There are several roads in North America that can lay legitimate claim to being “The Skiers’ Highway” — Route 100 in Vermont, State Route 89 in California and The Powder Highway in Southern British Columbia to name a few.
But there is only one road that can proudly call itself “The Skiers’ Interstate” and that’s I70 in Colorado.
Running 74 miles from Idaho Springs on the east to Avon on the west, this section of Interstate 70 cuts through the heart of the Colorado Rockies and provides easy access to seven world class resorts. Together the heptad of hills combines for 18,873 skiable acres — which is nearly two-thirds the size of San Francisco — 148 lifts, numerous restaurants and bars, any kind of lodging you can think of and tons of the product that makes Colorado famous (we’re talking about cold smoke here).
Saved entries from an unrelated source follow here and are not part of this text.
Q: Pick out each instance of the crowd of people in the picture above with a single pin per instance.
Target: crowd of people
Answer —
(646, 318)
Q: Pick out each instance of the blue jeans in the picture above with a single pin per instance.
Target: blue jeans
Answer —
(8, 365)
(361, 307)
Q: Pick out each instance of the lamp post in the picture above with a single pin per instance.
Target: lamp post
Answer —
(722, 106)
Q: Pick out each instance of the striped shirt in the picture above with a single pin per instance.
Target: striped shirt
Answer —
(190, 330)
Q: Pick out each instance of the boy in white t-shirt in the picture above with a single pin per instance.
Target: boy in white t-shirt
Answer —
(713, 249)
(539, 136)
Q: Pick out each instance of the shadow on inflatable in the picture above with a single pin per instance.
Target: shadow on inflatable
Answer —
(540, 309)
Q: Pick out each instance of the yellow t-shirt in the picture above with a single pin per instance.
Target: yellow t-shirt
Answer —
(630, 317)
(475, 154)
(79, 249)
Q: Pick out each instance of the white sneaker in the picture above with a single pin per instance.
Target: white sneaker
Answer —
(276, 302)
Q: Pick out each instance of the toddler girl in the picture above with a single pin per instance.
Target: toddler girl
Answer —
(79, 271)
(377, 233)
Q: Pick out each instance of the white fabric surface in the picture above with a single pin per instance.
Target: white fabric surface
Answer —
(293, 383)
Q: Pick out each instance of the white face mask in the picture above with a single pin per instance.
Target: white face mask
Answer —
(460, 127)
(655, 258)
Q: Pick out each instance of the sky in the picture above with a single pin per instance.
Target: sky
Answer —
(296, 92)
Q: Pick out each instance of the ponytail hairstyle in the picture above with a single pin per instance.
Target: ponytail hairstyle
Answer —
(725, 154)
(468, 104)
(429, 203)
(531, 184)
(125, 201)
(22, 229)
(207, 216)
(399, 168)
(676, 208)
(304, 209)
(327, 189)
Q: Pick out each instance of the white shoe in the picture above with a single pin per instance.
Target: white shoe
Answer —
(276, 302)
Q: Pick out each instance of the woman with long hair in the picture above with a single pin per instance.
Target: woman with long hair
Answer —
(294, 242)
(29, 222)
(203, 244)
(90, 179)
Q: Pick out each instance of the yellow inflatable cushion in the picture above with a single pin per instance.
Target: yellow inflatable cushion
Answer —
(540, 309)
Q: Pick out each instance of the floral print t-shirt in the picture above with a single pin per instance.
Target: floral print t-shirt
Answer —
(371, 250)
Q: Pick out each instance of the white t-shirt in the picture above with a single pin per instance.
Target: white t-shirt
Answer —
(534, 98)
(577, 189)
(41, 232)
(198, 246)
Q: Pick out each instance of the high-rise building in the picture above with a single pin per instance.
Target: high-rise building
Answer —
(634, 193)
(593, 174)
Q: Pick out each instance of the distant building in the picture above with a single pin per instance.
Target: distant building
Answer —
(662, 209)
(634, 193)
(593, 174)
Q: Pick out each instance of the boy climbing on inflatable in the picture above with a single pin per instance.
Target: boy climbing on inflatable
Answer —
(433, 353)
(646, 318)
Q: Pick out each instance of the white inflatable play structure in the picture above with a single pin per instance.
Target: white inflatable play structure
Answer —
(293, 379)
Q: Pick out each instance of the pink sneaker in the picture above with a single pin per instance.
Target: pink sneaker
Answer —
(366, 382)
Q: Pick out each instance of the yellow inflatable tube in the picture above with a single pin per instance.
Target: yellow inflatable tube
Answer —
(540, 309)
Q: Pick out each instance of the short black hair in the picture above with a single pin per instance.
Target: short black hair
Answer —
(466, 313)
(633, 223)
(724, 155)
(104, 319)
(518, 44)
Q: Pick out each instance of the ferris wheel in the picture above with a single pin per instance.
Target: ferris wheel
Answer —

Here’s a quick look at what you’ll find at the resorts that line the asphalt corridor known as I70, Colorado’s “Skiers’ Interstate”.
Loveland Ski Area
Situated on the east side of the continental divide and straddling the famous Eisenhower Tunnel, Loveland is a mid-size hill (1,900 acres, 100 of which are strictly hike-to)) with a decent vertical (2,210 feet) made accessible by nine lifts. Loveland prides itself as usually being the first resort to open in Colorado each season.
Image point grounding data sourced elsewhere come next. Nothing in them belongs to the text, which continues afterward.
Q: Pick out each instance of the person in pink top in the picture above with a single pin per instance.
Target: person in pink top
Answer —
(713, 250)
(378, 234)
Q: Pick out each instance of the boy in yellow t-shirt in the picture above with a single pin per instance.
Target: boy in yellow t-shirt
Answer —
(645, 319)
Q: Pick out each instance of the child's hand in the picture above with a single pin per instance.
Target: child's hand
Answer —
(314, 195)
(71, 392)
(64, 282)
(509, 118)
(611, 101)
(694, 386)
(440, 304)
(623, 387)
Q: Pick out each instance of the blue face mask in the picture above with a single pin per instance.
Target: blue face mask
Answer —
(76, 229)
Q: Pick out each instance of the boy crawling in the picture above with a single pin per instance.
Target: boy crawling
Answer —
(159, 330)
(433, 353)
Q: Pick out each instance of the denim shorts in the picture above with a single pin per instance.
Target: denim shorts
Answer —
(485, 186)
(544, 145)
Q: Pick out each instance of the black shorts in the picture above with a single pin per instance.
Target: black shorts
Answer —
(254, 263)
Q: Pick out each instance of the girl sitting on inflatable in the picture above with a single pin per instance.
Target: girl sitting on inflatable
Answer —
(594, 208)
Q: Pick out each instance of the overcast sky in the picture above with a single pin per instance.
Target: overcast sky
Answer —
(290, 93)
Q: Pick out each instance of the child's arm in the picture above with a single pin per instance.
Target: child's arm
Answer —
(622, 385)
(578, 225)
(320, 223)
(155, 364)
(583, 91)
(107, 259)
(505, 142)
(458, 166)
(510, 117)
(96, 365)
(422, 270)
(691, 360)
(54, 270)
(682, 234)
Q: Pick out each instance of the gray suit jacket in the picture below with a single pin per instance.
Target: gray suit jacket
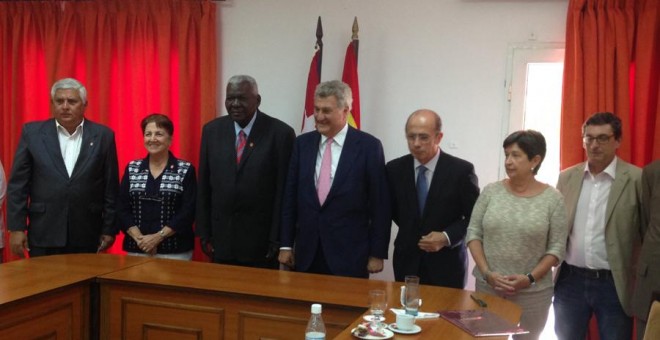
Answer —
(622, 221)
(55, 209)
(648, 269)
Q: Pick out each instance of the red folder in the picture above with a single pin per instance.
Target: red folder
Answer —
(481, 322)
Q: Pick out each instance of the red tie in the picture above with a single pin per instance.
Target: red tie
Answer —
(323, 187)
(240, 145)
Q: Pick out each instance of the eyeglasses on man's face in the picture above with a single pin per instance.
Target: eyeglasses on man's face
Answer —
(600, 139)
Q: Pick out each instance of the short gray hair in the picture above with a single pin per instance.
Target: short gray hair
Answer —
(69, 83)
(242, 78)
(337, 88)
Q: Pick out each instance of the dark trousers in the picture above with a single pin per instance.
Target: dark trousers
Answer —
(579, 293)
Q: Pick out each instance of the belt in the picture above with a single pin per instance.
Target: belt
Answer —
(590, 273)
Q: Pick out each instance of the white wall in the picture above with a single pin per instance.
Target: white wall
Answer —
(445, 55)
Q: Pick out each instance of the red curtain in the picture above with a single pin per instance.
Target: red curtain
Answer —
(134, 57)
(612, 64)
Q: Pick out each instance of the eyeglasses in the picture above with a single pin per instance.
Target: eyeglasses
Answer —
(601, 139)
(422, 137)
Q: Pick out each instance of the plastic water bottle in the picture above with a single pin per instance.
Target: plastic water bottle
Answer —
(315, 327)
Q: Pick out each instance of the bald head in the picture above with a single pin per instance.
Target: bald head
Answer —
(427, 116)
(424, 133)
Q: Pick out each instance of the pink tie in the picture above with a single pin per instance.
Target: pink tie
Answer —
(240, 145)
(323, 187)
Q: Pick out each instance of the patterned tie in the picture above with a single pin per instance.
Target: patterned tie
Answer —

Generally the last resort in Colorado to close each season, Arapahoe is a throw-back to skiing and snowboarding‘s funkier times: less pretentiousness (Dirt bags are always welcome) and more fast laps on the runs. A-Basin, situated on the west side of Loveland Pass, is the smallest of the I70 resorts (1,331 acres serviced by six lifts), but it has a big-mountain feel with 2,530 feet of vertical and topping out at 13,050 feet, the highest resort elevation in the state.
Lying about halfway between Arapahoe Basin and Interstate 70 on US Highway 6, Keystone is a well-regarded “family” resort: There’s a huge emphasis on kids’ participation throughout the day and the season. Much of the front side of the 3,148-acre playground is lit up for night-time riding, and perhaps the most heavily traveled of Keystone’s 20 lifts is Peru Express, which gives access to the 60-acre A51 terrain park, also lighted for evening frolicking.
A few miles west of Keystone lies the five-peak wonder known as Breckenridge. Situated above the eponymous Old West gold and silver mining town, Breck has five mountains (Peaks 6 to 10) to choose from, each with its own personality and clientele. The Imperial Express Superchair on Peak 8 tops out at 12,840 feet, making it the highest chairlift in North America.
One of two resorts along the I70 corridor not operated by Vail Resorts (the other is Loveland), Copper‘s 2,465 acres is divided by ridges, with each pod between ridges being consistently either green, blue, black or double diamond, allowing skiers and snowboarders to enjoy the mountain at their own ability. Copper is also the home of Woodward Camp, a 20,000-square-foot indoor ski and snowboard training facility for park and pipe riders.
Ground Zero for Vail Resort’s massive holdings, Vail’s 5,289 acres sprawl from a few feet from the breakdown lane on eastbound I70 southward over a couple of ridges and bowls to provide just about any type of skiing or snowboarding you can think of. The powder trees of Blue Sky Basin are fun and the Back Bowls are iconic, but there’s nothing like taking fast laps off the Highline Express lift.
Laying claim to the most vert (4,040 feet) among the I70 seven, Beaver Creek also skis much bigger than its 1,832 acres. That’s because of the infamous Birds of Prey terrain, which include some the steepest tree-lined runs on the continent — Golden Eagle, Peregrine, Kestrel and Goshawk drop 2,484 vertical feet in around 1.7 miles. But there’s a gentler side to Beaver, and most of the resort’s 25 lifts service long blue and easy black cruisers, the 2,100-vertical-foot Centennial run, accessed by the Centennial 6-pack, being the crown jewel.